Researchers discover intricate process of DNA repair in genome stability
An elaborate system of filaments, liquid droplet dynamics and protein connectors enables the repair of some damaged DNA in the nuclei of cells, researchers at the University of Toronto have found. The findings further challenge the belief that broken DNA floats aimlessly—and highlight the value of cross-disciplinary research in biology and physics.
DNA repair helps ensure genome stability, which in turn allows cells to function and promotes health in all organisms. Double-strand DNA breaks are especially toxic to cells, and researchers had assumed for decades that these breaks floated inside cell nuclei without direction, until they trigger other cellular changes or happen on a fixer mechanism.
That thinking began to change in 2015, when Karim Mekhail and his lab showed that damaged DNA can be intentionally transported by motor protein 'ambulances' to DNA 'hospitals,' areas enriched with certain repair factors in the nuclei. The researchers later worked with U of T aerospace engineers to show that after a single double-strand break, DNA travels for repair via long 'autobahns' of thread-like microtubules, which are also moving.
In the current study, Mekhail and lead author Roxanne Oshidari looked at yeast cells with many DNA double-strand breaks, and showed that coordination between shorter types of microtubule filaments and liquid-like droplets composed of DNA repair proteins enables the creation and function of a DNA repair centre.
"The liquid droplets work with intranuclear microtubules to promote the clustering of damaged DNA sites," says Mekhail, an associate professor of laboratory medicine and pathobiology at U of T. "Repair proteins at these different sites assemble in droplets that fuse into a larger repair-centre droplet, through the action of the shorter nuclear microtubules."
This larger oil-like droplet then behaves like a spider, says Mekhail, shooting out a web of star-shaped filaments that tether to the longer autobahns along which damaged DNA can be transported to the DNA hospitals.
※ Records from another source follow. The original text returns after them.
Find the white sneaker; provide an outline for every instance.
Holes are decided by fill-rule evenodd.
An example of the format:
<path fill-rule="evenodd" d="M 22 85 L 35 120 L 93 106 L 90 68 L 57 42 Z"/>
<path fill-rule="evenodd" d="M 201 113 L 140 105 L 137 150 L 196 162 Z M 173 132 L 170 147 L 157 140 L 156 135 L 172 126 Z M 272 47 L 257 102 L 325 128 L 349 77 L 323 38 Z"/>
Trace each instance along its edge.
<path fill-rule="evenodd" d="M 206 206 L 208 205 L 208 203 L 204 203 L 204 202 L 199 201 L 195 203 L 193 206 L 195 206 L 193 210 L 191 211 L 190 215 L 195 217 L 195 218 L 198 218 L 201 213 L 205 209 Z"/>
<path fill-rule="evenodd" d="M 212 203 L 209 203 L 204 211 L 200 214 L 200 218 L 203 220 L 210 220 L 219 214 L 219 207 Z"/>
The journal Nature Communications published the findings today.
Mekhail turned to Nasser Ashgriz, a professor in U of T's department of mechanical and industrial engineering, to measure and understand the role of droplets in the repair process. "You couldn't ask for better expertise in fluid dynamics, and he was just across the road," Mekhail says of Ashgriz, who runs U of T's multi-phase flow and spray systems lab.
Mekhail brought a video of the droplets to Ashgriz, who projected it on a large screen in his office and confirmed that fluid dynamics appeared to be at play. But communication across the biology-physics divide was challenging. "Understanding what they do was very difficult in the beginning because our terminologies are totally different," says Ashgriz.
When he and Mekhail used plain language to describe how the droplets behaved, however, things started to make sense. "We focused on the physical aspects of the droplets," Ashgriz says. "The physics that cause their motion and dynamics became our common language."
After months of talks and experiments, computer simulations repeatedly predicted that the shorter filaments would move like pistons, lowering pressure in the nucleoplasm and creating a suction effect that leads to the fusion of droplets. Mekhail and his team confirmed that finding in their lab.
"Often when we dive deep in the specifics of a field, we get separated from one another," Ashgriz says. "Bringing together people with different views can really improve understanding, and this work was a good example—with credit to Karim for his vision and initiative."
Mekhail and his team also uncovered further important properties of the repair droplets with U of T professors Hyun Kate Lee and Haley Wyatt in the department of biochemistry, in a process Mekhail likens to play with toys. They ran the droplets through many tests, bouncing them against each other and observing their behaviour, which turned out to be very similar in a petri dish and in cells.
The most surprising finding came after several cycles of droplet fusion, the researchers found. "It was very bizarre and totally unexpected, I still remember the day," Mekhail says. Oshidari observed that the larger droplets initiate an internal concentration of filament building blocks, forcing creation of a kind of self-interlocking brick road, which together with the spidery webs allow DNA to hook onto the longer autobahn filaments.
The complex process is easy to miss when looking at DNA damage sites, says Mekhail, largely because imaging in the field has become highly automated. Most software has been set up to see what has already been seen. "We can't rely on the old ways of observing," he says. "We need to update our software and also go back to looking with the human eye, guided by simulations when needed."